Today, the company launched a new feature called Lyft Line that lets ride seekers anywhere in the city get matched up with other would-be passengers traveling a similar route, allowing everyone in the car to pay less. The option will be available as a new tab in the Lyft app, first only for passengers in Lyft’s home city of San Francisco.
Shared rides sound like a nice, cheaper, slightly greener way to get around, and the cooperative aspect fits Lyft’s image as a fist-bumping, sit-in-the-front alternative to regular taxis, limos, and its more luxe competitor, Uber.

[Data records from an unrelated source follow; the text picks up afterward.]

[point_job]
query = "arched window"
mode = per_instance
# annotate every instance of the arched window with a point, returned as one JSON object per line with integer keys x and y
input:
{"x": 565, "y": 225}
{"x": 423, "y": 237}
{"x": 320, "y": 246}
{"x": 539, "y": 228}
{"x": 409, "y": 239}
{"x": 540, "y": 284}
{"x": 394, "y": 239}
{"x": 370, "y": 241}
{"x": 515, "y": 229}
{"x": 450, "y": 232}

But Lyft wouldn’t be a San Francisco tech startup in 2014 if it didn’t have bigger ambitions. “Instead of public transit, we’re building what we call personal transit,” Lyft CEO Logan Green said at a private media event to unveil the service. Not to be outdone, Uber scooped Lyft Line’s launch last night by announcing a similar experiment in splitting rides called UberPool. As these two duke it out, we could be seeing the future of “ride-sharing” take shape—and this time, contrary to Uber’s motto of “your own private driver,” this future looks like actual shared rides.
While still in college, Green served as a director on the board of the metro transit district in Santa Barbara, California, and he cited that experience when contending that public transit in the U.S. is limping along without a good fix in sight. Chronically underfunded agencies offer travel that takes longer than driving, which leads to meager use. Green said that 90 percent of the time, someone taking a Lyft is followed by someone else taking the same trip within five minutes. Instead of competing with just taxis, Lyft is now aspiring to vie with every mode of wheeled transportation, from buses to your own car, as the default way to get around. “Our hope is this is a product people can use twice a day,” Lyft co-founder John Zimmer said.
The Five-Dollar Ride
The way this becomes possible, Zimmer said, is through Lyft’s scale. The service now has about 60,000 drivers in 65 cities, and it’s now providing millions of trips a month, he said. Because of that density, Lyft believes finding multiple passengers for rides won’t be hard. “You have the type of frequency and demand that you can match it together efficiently,” he said.
One of the most interesting aspects of Lyft Line is that the discount compared to a regular Lyft ride varies depending on the algorithmically determined likelihood of finding a match. Unlike regular Lyft, Lyft Line requires putting a destination into the app when summoning the ride. The app will then quote a discount up to 60 percent off a regular fare (Lyft believes 30 to 40 percent off will be the average.) Even if you’re going somewhere that clearly no one else plans to go, Lyft will offer 10 percent off basically for trying.
The company also promises drivers will still get the same cut as they do from regular rides, and it claims shared rides may be even better for drivers because they tend to mean longer trips.
In its idealized version as presented by Lyft, shared rides become an increasingly tempting option for commuters and other frequent travelers the more the service is used. The greater the demand, the thinking goes, the more shared rides, which mean cheaper rides for everyone. Zimmer says the aspiration is a five-dollar ride wherever you need to go, with the added bonus of not needing to worry about parking.
Private Versus Public
Critics are likely to contend that, as with the much-lambasted private tech shuttles—i.e. the Google buses—a private version of public transit is just another form of tech solutionism, an abdication of the responsibility to seek the public good through public means. Lyft counters that it’s seeking to make its rides maximally affordable.
“Lyft’s mission is to continue to reduce the cost of transportation to make it as accessible as possible,” Green told WIRED.
Whether you agree with Lyft’s answer to public transit’s problems or not, it’s hard to disagree with at least one premise behind the creation of Lyft that Zimmer cites on a regular basis. When people drive in their own cars, most of what we’re all driving around is empty space. Driving alone in a car to work is a wasteful, traffic-creating mess. Better and more buses, trains, and streetcars are one remedy. Lyft’s shared rides another. Either way, commuting as it is now truly sucks—and in San Francisco in 2014, when suckiness calls, an app will surely follow.